Concerning SMLM Experiments, nanoruler PAINT experiments have been repeated three times for similar illumination configuration as presented in the manuscript, and yielded similar results (Fig. 3).

In total, 200 µm × 200 µm direct imaging in STORM has been repeated at least eight times on different samples (Fig. 4). Cluster analyses of clathrin has been performed on two samples, only one of which is shown in the manuscript (Fig. 5a–c). Wide FOV imaging of neurons has been repeated five times (Fig. 5d and Supplementary Fig. 14).
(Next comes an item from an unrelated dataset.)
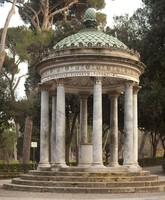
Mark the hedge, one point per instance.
(20, 168)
For comparison with ASTER, Gaussian illumination in STORM has been performed twice (Supplementary Fig. 10). We have performed two stitching experiments, only one of which is shown in the supplementary (Supplementary Fig. 12). Concerning the ability to perform fast STORM imaging, it has been repeated consistently on two different setups and numerous samples (n > 10) (Supplementary Fig. 13).

Investigation of the effect of the scanning speed on STORM blinking kinetics has been performed once (Supplementary Fig. 11). 3D Images of microtubules on a 200 µm × 200 µm² FOV has been performed thrice (Supplementary Fig. 15).

Reporting summary

Further information on research design is available in the Nature Research Reporting Summary linked to this article.